Oracle Corporation designed AWR and the suite of tools that accompany it as part of their effort to provide a manageability framework to undergird a self-managing database. Their goal was/is to make out-of-the-box database tuning as effortless as possible, but the tools they’ve created do not replace the performance tuner. Just as medical technology has produced extremely advanced tools for surgical procedures, the metrics stored in the AWR must still be used by a skilled operator to achieve the best outcome.

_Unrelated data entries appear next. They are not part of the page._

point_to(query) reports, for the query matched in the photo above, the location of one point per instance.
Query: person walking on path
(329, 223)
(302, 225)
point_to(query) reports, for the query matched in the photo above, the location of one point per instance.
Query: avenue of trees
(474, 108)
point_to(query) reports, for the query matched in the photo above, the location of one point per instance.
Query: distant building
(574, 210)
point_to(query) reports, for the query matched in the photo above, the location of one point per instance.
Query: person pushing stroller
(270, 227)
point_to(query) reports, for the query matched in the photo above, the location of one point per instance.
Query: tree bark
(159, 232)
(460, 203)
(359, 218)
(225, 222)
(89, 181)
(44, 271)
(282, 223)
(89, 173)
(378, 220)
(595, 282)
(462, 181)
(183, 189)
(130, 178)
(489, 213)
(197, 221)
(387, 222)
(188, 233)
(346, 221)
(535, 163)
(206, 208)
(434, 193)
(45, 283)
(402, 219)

The traditional approaches discussed represent some of the most commonly used tools for performance tuning. Each of them relies on a subset of the data available in the AWR to help the tuner resolve performance problems, and therefore I consider them small model approaches. The limitation with all of these traditional, small model approaches is that although they can be useful for some instances, the tuner has to know which tool to use for each different type of problem. It is just not possible for a single individual to look at all of the available data collected by Oracle, so he/she must choose. The effectiveness of his analysis will depend on making the right choice. A tuner with lots of experience may be able to “intuitively” know which tool to go to in response to a particular complaint and may be able to diagnose problems with some consistency. But for the novice, making the wrong choice may cause him to come up empty-handed, or it may lead him into tuning efforts that are nonproductive. For the novice using the traditional approach, learning almost always involves lots of failures and frustrations.

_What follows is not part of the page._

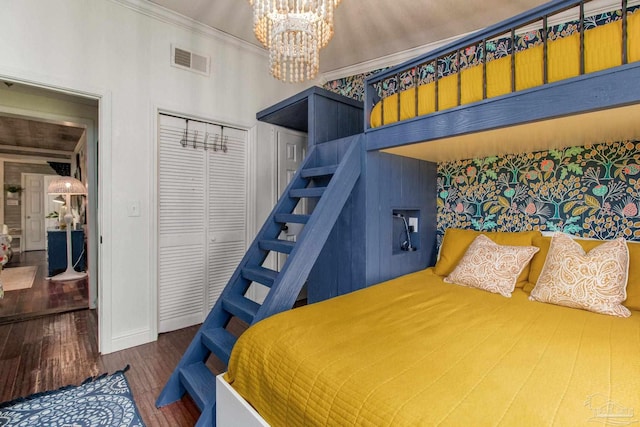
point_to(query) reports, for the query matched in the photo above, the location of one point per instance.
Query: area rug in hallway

The difficulty of acquiring skill in performance tuning using the traditional approaches is made significantly greater by the fact that tuning must be learned on a “broken” system. When databases are “broken,” tensions can be high and the stress real. That is not an optimum time to experiment with tools that may or may not produce results. Many newbies give up and choose a new career trajectory.
With each new version of Oracle, more and more metrics have been added. These metrics may be very helpful for diagnosing problems, but they are additions to what I have previously referred to as the AWR tsunami. If a tuner were to try to take in all the metrics in the AWR at once, it would be like trying to drink from a fire hose or worse. The additional metrics complicate even further the question, “Which metric do I consider and in what order?” It is just not humanly possible to consider the thousands of metrics available and so people choose their favorite. If human effort were the only alternative, the suggestion of considering all/most of the metrics instead of just a few hand-picked ones would be outlandish, but with the use of big data techniques, this is exactly what the dynamic process enables tuners to do and with very little effort. The dynamic process ushers in a technique that, unlike the small model approaches currently used, employs vast amounts of the available data. It is for this reason that I call the dynamic approach a complete model approach.